From the off, the entire Narracott family are great on screen. Young Albert, played by Jeremy Irvine, is solid as the boy quickly becoming a man due to family life and war, and the relationship with his horse feels real. Parents Ted and Rose, played by Peter Mullan and Emily Watson, are also convincing as the struggling farmers, dealing with their own personal problems as well as trying to pay rent and keep their livelihoods. As the film progresses, Tom Hiddleston puts in another good performance as Captain Nicholls to match his recent good performances in Thor and Midnight in Paris (more on that soon). A pair of stand outs though, however brief their role may be, are Niels Arestrup and Celine Buckens as the French grandfather and granddaughter living on a farm, trying to avoid the war and happen to chance upon Joey after a series of events. Their relationship is genuine and probably one of the brighter spots in the film. The best actor though is the horse, or rather the various horses who played Joey. They’ve clearly all been well trained, and use head and eye movements to express emotion in place of dialogue. That’s all fine and well, but when everybody on screen is out-acted by a horse, even if the film is focused on the horse, there’s a problem.

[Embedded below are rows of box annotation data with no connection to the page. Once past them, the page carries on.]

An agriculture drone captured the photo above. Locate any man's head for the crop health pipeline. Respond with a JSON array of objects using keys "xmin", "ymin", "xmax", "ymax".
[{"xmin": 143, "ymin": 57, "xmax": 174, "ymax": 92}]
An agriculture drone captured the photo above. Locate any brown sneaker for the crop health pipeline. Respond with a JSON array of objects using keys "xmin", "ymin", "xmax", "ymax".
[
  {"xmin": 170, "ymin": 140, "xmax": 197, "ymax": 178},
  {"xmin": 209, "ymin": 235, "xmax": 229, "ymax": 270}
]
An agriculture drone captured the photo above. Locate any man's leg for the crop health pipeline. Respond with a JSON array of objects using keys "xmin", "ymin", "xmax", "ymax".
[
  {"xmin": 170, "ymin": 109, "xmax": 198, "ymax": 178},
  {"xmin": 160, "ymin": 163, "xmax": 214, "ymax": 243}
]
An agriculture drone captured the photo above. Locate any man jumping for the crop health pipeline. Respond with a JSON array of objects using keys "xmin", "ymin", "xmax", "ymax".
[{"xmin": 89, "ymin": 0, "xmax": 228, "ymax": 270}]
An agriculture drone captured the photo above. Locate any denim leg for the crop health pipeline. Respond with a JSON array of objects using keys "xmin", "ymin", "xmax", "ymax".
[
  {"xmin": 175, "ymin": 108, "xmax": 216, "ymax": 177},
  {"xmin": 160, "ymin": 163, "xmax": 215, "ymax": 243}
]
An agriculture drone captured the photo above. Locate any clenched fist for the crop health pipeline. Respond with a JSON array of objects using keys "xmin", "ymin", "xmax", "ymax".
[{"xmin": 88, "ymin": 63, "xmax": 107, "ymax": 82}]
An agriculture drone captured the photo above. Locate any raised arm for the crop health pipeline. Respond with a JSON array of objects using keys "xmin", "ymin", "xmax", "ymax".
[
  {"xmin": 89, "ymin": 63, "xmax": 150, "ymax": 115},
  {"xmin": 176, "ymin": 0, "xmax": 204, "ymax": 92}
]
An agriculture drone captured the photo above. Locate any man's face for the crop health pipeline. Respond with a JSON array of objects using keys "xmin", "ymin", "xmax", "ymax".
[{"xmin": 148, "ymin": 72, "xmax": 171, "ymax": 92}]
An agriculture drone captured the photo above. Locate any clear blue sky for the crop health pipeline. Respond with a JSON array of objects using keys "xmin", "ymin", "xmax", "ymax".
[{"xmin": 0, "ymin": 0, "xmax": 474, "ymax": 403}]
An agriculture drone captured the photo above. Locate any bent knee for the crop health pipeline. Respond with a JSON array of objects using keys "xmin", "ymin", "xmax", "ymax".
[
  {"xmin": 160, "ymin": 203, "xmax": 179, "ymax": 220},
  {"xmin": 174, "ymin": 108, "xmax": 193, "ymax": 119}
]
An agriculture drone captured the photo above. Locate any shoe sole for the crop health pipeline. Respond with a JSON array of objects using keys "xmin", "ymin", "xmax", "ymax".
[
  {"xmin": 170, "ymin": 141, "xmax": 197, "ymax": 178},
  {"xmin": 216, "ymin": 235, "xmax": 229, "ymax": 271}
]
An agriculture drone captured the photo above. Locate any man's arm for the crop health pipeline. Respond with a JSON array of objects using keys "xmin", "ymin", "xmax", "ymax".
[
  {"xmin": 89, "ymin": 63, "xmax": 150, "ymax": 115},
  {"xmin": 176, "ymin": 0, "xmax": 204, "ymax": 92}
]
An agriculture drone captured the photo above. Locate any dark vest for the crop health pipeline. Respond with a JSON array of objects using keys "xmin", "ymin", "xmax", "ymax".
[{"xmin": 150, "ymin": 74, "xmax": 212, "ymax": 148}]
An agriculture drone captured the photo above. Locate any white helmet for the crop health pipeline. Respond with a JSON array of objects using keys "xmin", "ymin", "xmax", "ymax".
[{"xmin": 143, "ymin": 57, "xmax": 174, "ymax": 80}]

Overall, War Horse is an odd film. It looks good, the premise is nicely played out and the acting is OK. It just seems to miss its marks in the major emotional moments, which is exactly where it needs to pick up and hit home. Obviously, this is just my opinion, other people I’m sure will connect with this film more deeply and will leave the cinema blubbing uncontrollably, but it just didn’t do it for me. It’s also the sheer amount of emotional moments in this film which has annoyed me, the film is full of them and eventually I found it tiresome, so when the big finale came around, not only did I know what was coming, but I didn’t care as much as I might have done.  Maybe I should watch the stage show, maybe I made a mistake in watching this first. But then, if the stage version is as good as people say it is, would I not be even more disappointed with this? I guess War Horse just isn’t for me, I’m afraid.

Rating: ***


War Horse was released on 13th January 2012 and is still being shown in cinemas.